- Location within the regional unit
- Kallieis Location within Greece
- Coordinates: 38°43′N 22°13′E﻿ / ﻿38.717°N 22.217°E
- Country: Greece
- Administrative region: Central Greece
- Regional unit: Phocis
- Municipality: Delphi

Area
- • Municipal unit: 183.256 km^{2} (70.756 sq mi)

Population (2021)
- • Municipal unit: 1,123
- • Municipal unit density: 6.128/km^{2} (15.87/sq mi)
- Time zone: UTC+2 (EET)
- • Summer (DST): UTC+3 (EEST)
- Vehicle registration: ΑΜ
- Website: www.kallieon.gr^{[link removed]}

= Kallieis =

Kallieis (Καλλιείς, full form Δήμος Καλλιέων) is a former municipality in the northern part of Phocis, Greece. Since the 2011 local government reform it is part of the municipality Delphi, of which it is a municipal unit. The municipal unit has an area of 183.256 km^{2}. Its registered population in 2021 amounted to 1,123. The seat of the municipality was Mavrolithari, which is home to about 10% of the municipal unit population.

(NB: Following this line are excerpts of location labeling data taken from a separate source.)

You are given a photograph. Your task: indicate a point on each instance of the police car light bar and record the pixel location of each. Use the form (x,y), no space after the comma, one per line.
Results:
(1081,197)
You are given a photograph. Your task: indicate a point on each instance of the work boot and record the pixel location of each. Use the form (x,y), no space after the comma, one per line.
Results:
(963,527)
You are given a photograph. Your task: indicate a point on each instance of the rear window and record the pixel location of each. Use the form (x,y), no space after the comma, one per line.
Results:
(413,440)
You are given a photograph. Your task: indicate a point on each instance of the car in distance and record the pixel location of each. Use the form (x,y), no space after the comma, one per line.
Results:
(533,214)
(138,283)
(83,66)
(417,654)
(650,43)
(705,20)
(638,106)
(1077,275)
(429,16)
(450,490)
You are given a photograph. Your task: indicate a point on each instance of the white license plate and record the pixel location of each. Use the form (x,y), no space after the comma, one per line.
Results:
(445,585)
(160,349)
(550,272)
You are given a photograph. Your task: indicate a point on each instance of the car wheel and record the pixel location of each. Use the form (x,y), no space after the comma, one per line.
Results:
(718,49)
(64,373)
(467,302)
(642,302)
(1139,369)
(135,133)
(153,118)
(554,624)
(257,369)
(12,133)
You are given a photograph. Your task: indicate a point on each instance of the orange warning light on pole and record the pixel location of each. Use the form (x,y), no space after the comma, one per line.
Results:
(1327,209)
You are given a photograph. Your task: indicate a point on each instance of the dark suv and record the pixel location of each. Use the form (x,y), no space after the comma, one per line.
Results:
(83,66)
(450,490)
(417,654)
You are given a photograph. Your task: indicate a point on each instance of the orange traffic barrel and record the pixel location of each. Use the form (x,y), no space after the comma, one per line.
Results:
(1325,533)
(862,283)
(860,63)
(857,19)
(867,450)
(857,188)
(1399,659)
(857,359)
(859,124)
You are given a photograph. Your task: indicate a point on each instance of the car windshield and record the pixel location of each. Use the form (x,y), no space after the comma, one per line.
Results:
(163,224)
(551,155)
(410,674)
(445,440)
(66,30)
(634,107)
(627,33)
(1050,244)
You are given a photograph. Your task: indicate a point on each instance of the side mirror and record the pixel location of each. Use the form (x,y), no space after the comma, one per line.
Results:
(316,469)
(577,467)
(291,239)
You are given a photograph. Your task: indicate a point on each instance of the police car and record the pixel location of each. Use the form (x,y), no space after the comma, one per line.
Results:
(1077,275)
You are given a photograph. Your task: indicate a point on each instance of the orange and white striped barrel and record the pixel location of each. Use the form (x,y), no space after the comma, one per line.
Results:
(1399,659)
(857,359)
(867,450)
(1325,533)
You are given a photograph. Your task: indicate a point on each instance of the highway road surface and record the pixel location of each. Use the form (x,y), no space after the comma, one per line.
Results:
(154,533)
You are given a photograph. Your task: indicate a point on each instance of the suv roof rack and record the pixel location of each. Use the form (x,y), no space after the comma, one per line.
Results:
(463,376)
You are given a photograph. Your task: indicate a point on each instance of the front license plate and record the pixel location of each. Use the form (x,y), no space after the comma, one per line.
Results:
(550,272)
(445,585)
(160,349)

The municipality was named after the ancient people of Kallieis, a Dryopean tribe.

==Municipal districts==

- Athanasios Diakos
- Kastriotissa
- Mavrolithari
- Moussounitsa
- Panourgias
- Pyra
- Stromi

==Population==

| Year | Population |
|---|---|
| 1991 | 1,179 |
| 2001 | 2,328 |
| 2011 | 1,673 |
| 2021 | 1,123 |

==Geography==

The municipality is mostly mountainous, with Mount Giona dominating the north, towards the boundary with Phthiotis. Most of the area is forested. Typical vegetation includes pine, fir, cypress and spruce trees; the higher altitudes are mostly barren, while and farmland is limited to the low-lying valleys. Main industries are agriculture and tourism.